そして、中身がチラリと見えるや否や、「あ」と口と目を大きく開けて、段ボールに飛び付いた。
『すごい…すごいすごい…っ!』
段ボールの中にはぎゅうぎゅうに詰った本の山。50冊はくだらない。


『どうしたのっ!これっ!』
エレオノールは次々と手を伸ばし、本を持ち上げてはページをパラパラとめくっている。
『ちょいと伝手があってな』
鳴海の知り合いに移動図書館のボランティアをしている輩がいて、入れ替えした古い作品や、重複した図書などを(半ば強引に)タダ同然で譲ってもらったのだ。
タダ同然とは言ってもそれなりの自腹は切ったので、後で園長に領収書を渡してダメもとで交渉をするつもり。


『園にある本、全部覚えちまったもんな。だから新しいのを、って思ってさ』
『嬉しい!』
振り向いたエレオノールの頬っぺたはピカピカに紅潮し、大きな瞳はキラキラと輝いている。
彼女のこの表情を見れただけで、鳴海は大満足だった。
紙の詰った段ボールは力自慢の鳴海でも重たいと感じるものだったし、勝手に購入した書籍の領収書は十中八九通らないだろう予感もするが、どうでも良かった。
彼女の笑顔が報酬、それでいい。


『なるみせんせい?』
『あん?』
『このはこ、やっぱり、びっくりばこだったじゃないの』
古本を宝物みたいに胸に抱えて、エレオノールは笑った。
その笑顔が引き金で、鳴海の胸の奥が、きゅう、と正体不明の音を立てた。
余りにも正体不明過ぎて、おまけにそんな自分が不可解過ぎて、顔が茹だったみたいに熱くなる。そこに
『えほんのことばをみんなおぼえちゃったから、なるみせんせいとはもう、おべんきょうできないのかってかなしくおもってたの』
なんて言われたら。


エレオノールがとことこと鳴海の正面へとやって来た。
「せんせい、ありがとう」
「お、おおう」
軽いパニックに陥っている男には、天使の如き笑顔を凝視するしか術がない。
「うふふ。
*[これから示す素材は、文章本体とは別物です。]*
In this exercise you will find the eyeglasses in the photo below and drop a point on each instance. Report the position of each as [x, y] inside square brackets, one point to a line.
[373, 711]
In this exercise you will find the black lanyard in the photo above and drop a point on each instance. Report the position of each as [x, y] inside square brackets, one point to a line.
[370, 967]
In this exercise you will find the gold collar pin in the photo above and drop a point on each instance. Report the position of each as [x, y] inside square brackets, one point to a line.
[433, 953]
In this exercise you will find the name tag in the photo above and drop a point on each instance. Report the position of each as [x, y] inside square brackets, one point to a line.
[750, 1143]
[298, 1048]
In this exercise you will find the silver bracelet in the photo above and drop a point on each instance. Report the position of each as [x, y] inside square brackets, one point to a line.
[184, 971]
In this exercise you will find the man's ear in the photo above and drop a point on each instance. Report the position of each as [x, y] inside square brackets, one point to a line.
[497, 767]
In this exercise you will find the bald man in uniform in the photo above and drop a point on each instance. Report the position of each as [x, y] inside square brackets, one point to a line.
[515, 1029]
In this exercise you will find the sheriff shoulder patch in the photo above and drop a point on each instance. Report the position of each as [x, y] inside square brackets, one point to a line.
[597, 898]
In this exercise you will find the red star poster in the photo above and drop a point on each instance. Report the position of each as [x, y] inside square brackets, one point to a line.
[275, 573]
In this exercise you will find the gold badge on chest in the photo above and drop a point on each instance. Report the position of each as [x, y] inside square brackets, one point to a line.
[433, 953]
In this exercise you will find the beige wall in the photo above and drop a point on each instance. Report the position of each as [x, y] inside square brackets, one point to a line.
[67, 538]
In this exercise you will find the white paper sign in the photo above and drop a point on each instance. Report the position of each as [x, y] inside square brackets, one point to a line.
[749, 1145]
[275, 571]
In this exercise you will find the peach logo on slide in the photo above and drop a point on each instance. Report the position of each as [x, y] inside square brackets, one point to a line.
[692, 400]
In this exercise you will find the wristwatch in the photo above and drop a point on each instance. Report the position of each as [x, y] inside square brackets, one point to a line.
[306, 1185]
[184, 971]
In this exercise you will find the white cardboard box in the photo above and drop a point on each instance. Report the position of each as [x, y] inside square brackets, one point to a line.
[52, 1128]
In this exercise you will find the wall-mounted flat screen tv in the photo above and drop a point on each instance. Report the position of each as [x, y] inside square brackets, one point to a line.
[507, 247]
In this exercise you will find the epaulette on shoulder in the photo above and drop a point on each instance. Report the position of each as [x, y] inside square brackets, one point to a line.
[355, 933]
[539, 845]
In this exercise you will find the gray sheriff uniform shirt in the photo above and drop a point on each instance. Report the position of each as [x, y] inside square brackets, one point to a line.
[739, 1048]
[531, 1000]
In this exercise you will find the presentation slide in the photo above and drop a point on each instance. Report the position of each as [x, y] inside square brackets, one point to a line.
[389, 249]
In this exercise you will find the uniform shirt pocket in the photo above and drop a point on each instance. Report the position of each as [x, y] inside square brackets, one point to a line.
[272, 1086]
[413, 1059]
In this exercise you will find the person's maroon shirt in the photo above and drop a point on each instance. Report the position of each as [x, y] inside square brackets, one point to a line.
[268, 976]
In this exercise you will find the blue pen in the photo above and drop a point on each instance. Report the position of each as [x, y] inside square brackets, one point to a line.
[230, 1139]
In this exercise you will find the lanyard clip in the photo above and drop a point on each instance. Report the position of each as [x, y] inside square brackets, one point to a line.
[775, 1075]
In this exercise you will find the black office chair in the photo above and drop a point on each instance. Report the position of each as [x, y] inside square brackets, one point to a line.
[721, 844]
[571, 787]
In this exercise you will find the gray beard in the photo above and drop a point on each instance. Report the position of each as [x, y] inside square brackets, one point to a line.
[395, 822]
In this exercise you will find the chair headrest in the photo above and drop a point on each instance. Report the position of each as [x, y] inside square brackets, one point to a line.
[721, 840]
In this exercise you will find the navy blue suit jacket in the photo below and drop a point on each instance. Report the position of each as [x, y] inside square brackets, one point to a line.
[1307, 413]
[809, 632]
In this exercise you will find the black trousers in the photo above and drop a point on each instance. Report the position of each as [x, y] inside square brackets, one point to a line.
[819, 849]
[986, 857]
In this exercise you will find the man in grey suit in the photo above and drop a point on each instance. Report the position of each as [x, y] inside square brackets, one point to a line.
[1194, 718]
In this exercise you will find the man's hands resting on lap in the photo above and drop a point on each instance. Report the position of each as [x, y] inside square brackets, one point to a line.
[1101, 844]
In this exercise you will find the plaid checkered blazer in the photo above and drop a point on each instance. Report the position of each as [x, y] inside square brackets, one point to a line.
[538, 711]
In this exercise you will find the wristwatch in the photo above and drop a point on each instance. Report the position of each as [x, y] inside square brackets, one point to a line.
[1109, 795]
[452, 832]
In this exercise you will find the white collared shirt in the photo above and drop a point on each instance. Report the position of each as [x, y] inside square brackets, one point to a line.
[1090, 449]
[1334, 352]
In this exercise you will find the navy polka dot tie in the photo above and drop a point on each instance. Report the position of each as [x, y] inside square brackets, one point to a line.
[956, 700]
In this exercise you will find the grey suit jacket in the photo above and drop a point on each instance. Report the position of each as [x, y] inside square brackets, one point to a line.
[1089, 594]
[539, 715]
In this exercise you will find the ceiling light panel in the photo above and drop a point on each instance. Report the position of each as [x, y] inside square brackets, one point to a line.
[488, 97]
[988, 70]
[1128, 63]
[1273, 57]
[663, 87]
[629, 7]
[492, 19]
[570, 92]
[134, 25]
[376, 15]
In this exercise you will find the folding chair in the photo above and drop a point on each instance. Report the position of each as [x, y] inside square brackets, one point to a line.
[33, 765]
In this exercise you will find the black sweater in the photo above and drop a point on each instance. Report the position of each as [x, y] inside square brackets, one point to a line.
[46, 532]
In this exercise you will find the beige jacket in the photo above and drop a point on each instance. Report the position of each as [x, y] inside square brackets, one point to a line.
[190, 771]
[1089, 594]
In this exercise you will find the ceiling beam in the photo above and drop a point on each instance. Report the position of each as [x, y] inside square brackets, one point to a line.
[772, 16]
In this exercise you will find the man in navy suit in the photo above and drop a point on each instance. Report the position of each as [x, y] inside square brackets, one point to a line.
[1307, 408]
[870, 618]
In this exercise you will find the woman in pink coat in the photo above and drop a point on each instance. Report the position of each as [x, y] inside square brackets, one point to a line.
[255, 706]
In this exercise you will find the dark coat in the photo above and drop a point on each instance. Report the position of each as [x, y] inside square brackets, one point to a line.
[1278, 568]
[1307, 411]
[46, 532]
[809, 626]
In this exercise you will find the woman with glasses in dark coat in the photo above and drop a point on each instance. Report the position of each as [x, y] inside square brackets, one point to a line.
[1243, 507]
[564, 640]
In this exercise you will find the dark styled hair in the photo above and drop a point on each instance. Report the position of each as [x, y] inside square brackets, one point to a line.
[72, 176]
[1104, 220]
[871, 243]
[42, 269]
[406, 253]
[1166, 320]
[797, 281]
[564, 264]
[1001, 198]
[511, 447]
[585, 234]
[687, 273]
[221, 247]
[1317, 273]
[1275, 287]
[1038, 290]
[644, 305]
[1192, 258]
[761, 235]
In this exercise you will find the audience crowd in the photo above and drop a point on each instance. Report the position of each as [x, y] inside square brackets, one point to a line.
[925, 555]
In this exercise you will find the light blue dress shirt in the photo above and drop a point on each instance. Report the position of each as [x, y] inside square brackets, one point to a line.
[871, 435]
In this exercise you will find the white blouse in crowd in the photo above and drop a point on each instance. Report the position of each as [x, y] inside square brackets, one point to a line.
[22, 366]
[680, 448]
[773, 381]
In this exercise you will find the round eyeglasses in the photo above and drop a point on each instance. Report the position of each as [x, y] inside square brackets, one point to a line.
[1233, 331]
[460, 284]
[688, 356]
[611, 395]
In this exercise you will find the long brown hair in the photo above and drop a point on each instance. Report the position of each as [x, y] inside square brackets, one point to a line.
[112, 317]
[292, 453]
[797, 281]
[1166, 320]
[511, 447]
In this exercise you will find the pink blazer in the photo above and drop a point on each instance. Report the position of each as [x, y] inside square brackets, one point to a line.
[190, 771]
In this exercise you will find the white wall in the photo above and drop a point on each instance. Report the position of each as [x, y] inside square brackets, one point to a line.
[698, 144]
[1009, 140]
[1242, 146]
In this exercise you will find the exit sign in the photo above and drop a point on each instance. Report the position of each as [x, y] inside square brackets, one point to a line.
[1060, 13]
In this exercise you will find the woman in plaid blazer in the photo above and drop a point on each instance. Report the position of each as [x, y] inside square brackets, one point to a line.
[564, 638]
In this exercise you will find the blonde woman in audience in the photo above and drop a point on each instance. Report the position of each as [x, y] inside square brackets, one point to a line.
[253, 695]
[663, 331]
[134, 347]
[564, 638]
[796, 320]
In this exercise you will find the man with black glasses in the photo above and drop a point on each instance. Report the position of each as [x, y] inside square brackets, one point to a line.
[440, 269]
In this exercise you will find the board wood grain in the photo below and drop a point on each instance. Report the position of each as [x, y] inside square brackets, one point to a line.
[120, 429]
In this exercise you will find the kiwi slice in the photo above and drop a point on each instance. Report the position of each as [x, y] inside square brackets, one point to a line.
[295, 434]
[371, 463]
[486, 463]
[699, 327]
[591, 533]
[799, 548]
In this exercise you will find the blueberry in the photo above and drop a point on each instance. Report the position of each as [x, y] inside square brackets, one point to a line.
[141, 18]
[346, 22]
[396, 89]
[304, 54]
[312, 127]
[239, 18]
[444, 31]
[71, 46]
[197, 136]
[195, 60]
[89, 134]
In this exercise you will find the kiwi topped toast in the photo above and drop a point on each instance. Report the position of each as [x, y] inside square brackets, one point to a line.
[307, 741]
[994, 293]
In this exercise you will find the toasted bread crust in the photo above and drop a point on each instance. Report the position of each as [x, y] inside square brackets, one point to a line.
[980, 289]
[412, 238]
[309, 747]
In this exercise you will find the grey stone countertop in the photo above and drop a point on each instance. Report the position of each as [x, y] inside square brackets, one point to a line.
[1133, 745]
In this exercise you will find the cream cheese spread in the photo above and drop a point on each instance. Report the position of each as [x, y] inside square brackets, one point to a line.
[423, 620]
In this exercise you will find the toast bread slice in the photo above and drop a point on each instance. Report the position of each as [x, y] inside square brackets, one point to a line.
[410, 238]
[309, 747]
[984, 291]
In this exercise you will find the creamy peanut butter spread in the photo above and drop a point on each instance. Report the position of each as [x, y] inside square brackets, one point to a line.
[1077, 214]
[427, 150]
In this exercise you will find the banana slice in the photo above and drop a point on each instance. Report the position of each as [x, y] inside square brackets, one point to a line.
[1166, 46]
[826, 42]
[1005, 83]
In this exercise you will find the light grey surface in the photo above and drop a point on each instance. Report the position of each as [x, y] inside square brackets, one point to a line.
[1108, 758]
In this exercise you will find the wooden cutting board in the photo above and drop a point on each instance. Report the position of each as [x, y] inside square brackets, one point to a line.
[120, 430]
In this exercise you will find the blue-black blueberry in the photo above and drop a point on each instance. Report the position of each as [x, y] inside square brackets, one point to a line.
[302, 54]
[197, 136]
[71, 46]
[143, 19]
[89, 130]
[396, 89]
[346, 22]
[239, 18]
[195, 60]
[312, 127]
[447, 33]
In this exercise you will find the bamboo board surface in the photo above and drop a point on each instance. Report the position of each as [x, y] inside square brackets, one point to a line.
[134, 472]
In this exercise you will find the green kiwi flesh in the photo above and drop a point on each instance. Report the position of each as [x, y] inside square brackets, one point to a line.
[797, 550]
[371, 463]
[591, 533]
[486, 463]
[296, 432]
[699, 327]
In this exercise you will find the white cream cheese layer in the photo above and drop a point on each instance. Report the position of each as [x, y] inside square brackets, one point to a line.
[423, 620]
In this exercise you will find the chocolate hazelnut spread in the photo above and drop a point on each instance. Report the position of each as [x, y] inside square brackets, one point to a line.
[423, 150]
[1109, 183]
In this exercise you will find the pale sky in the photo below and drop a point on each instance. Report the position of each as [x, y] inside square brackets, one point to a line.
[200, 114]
せんせい、だいすき!」
綿あめ状の言葉と一緒に、エレオノールは鳴海の腰にぎゅうっと抱きついた。


「せんせい、だいすき」
その後のエレオノールは、ちょくちょくそのフレーズを口にするようになった。
時に、ふたりきりの時、エレオノールは小さな手を鳴海の首に回してぎゅっと無邪気にしがみついた。
愛情に枯渇して、スキンシップに餓えているエレオノールの自己防衛の行動だったんだろう。
それを、敬愛する教諭(バイトだけど)である鳴海からならば温もりをもらえると、そして実際、鳴海だけがそれを与えられた。
抱きつかれる度、子ども特有の甘い体臭が鳴海の鼻腔を擽った。
身体は、鞠のように柔らかかった。


「せんせい、だいすき」は幼稚園で先生をやっていればよく聞くもんだ。
それには相手が誰であれ、「オレも○○ちゃんが大好きだなぁ」と返してあげていた。
子どもはその一言でとても嬉しそうに笑うのだ。
そして、エレオノールの「せんせい、だいすき」に、鳴海は「オレもだよ」と返した。
マイルールのマニュアル通りではない、エレオノールにしか言わない、特別な返事だった。


鳴海は決してエコヒイキはしなかった。
どの子も平等に扱うのがモットー。
でも、鳴海だって人間だから本音では「この子は可愛い」とか「この子は苦手」とか「この子は好き」とか「嫌い」とか色々ある。それを押し殺して子どもたちと接していた。
子どもたちといるときにはそういうことは考えないようにしていた。
皆、同じ。皆、可愛い鳴海の園児たち。


それを踏まえた上で、エレオノールは別格だった。
それは己を偽る事の出来ない、紛うことない事実だった。
だからこそ、エレオノールの肩をやさしく抱きとめる、その都度、
オレって実はロリコンだったのかなぁ…
と、激しく懊悩する鳴海なのだった。
エレオノールが卒園する日まで鳴海の心中で繰り広げられた、ロリコン疑惑の葛藤。





本職の教諭たちでは叶わなかったエレオノールの頑なな心の軟化を、アルバイト身分である自分が果たしたことに、鳴海は自信を得た。
引いては、幼稚園教諭を天職にする自信に繋がった。
エレオノールは鳴海にだけは心を開き、そこから少しずつ、孤独な読書から、他の子に混じってのお絵描きや折り紙、ライブラリから隣のお遊戯室へと、ゆっくりとだけれど世界を広げて行った。
卒園の頃には他の教諭とも日本語での会話が続くようになったし、それなりに仲良しと呼べる友達も出来た。


そう、エレオノールのささやかな成長が見て取れて、鳴海がホッと胸を撫で下ろした時には、ふたりの長い別れの日が目の前に迫っていた。